ALVE Identification Pipeline

Author:	Andrew Mason
Email:	andrew.mason@roslin.ed.ac.uk
Date:	27th June 2017

This pipeline was constructed as part of Andrew's PhD thesis, submitted in July 2017. This pipeline enables the detection of novel endogenous retroviruses (ERVs) from whole genome resequencing data compared to a reference genome. 
This pipeline will be described in an upcoming publication - Mason et al (manuscript in preparation)

The standard usage for this pipeline is with paired end data, Illumina data, although other datasets can be used as long as FASTQ files are formatted in standard manner. 

The user must provide a fasta file of reference retrovirus sequences which the user wishes to detect, such as a fasta file with ALVE sequences as was used in the design. The user also needs to provide a reference genome with BLAST database files available:

$ makeblastdb -in genome.fa -type nucl

The user may wish to make a second file with ERVs which share close homology as the ERV of interest, such as EAVs when studying ALVEs, so as to reduce incorrect mapping.

## Standard protocol - Paired end Illumina

./S1_run_blast_ref_seq.sh ref_seq.fa ref_genome.fa
This script identifies sites with homology to your chosen ERVs already assembled in the reference genome and produces a reference list. The appended homology file is useful here. 

python ./S2_make_pseudochromosome.py [--gap INT] [--ref_gen GENOME.FA] ref_seq.fa
Use the focused ERV fasta file here to create a pseudochromosome of ERV sequences for initial mapping. By default sequences will be spaced 500bp apart so there is no need to set the gap parameter, but if you have very long reads (v. unlikely) you could set this longer. The ref_gen option enables you to append the pseudochromosome to your given reference genome in a new file, also unnecessary in the majority of cases.

./S3_run_bwa_alignment.sh path/to/ROOT_NAME_ run lane pseudochromosome.fa
Use this script to perform the alignment of reads to the pseudochromosome file generated about by S2. If the specific run and lane numbers are not known or unimportant, fill these with an integer. The script expects each fastq to be in the form ROOT_NAME_read1.fastq.gz or ROOT_NAME_read2.fastq.gz, so for the script to access both files only use ROOT_NAME_

./S4_extract_ref_seq_mapped_reads.sh file.sorted.bam
This script takes the sorted and indexed bam file from S3 and extracts new fastq files

./S5_run_bwa_alignment.sh path/to/ROOT_NAME_ run lane ref_genome.fa
As S3, but taking the 'viral mapped' FASTQ files and mapping to the reference genome.

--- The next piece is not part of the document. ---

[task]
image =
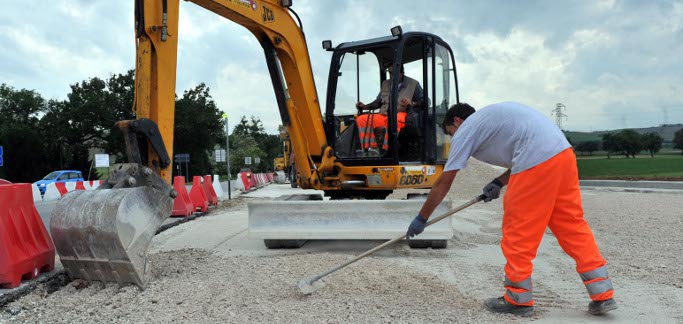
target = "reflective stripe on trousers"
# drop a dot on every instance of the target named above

python S6_extract_putative_sites.py viral_mapped.sorted.bam ref_homology_pos.bed ref_genome.fa
This script takes the viral_mapped BAM from S5, the homologous assembled sites from S1 and the reference genome, and produces putative novel insertion sites.

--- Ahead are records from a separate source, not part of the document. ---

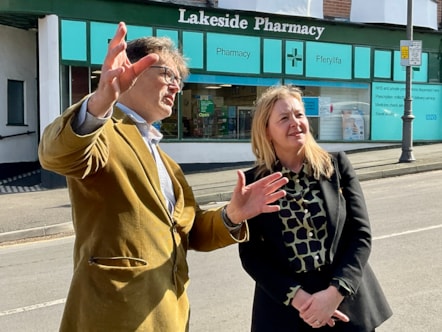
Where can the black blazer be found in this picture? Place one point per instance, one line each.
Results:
(265, 259)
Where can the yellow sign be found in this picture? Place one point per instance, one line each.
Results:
(404, 52)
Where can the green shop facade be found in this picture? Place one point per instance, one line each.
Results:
(351, 74)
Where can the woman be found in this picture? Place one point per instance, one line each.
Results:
(309, 260)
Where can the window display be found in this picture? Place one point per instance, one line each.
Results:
(225, 111)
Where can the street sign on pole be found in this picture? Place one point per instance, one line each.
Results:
(411, 52)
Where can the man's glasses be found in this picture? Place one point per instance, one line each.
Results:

./S7_merged_lists_and_reduce_ref_genome.sh prefix ref_genome.fa
This script is not essential, but concatenates all identified sites within a given directory (if multiple individual sequencing datasets have been analysed, for example), creates an overall file, and also produces a reduced reference genome only including the sequences with matches (for easier IGV analysis)

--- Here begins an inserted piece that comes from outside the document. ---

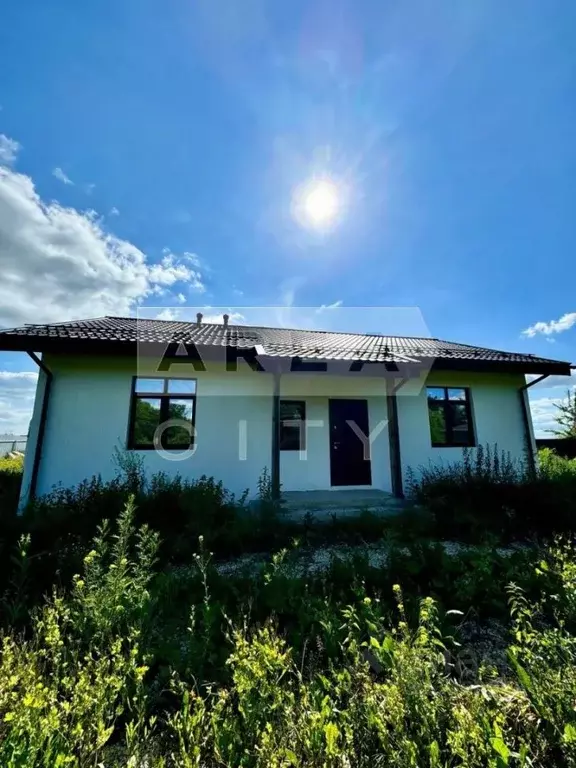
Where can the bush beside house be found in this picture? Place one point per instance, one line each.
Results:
(127, 644)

This protocol is summarised in 00_pipeline_schematics.pdf
The user then transfers the putative site files and checks each site in a browser such as IGV. Sites can also be compared to known locations for non-visual annotation.

## Additional protocols

1) Single end data
The protocol is as above, but:
	S3 and S5 are replaced by se_S1_run_bwa_alignment.sh, using the full path to the one FASTQ file
	S4 is replaced by se_S2_extract_ref_seq_mapped_reads.sh
	S6 is replaced by se_S3_extract_putative_sites.py 

	Both S4 and S6 are very similar to their paired end versions, but adapted for a single FASTQ file. The command to run is the same.
	This is also summarised in the 00_pipeline_schematics.pdf file
	
2) SOLiD colorspace FASTQ files
These are also single end (generally), but the FASTQ files are in colorspace rather than the standard basespace. If the quality scores have been converted in the FASTQ to Illumina quality scoring (as standard), the accessory script color-fastq2sanger-fastq.py can be used to generate Illumina style FASTQ files to be used with this pipeline.

## NOTES
1) This pipeine will not detect whether an assembled ERV is within your dataset, this will need to be checked manually - do reads span the gap between genome and insertion? If so, it is present.
2) This pipeline will not detect sites which are in very poorly assembled regions
3) This pipeline requires reads to bridge the gap between genome and ERV to create soft clipped reads. With single end datasets this requires reads at least 50bp in length AND for there to be good coverage (>10X). 
4) This pipeline does not currently work with long read sequencing
5) Users should take care to identify genes which have been co-opted by a particular virus from the host, such as chicken-SRC in Rous Sarcoma Virus. This will cause strange mapping to exonic regions in co-opted genes.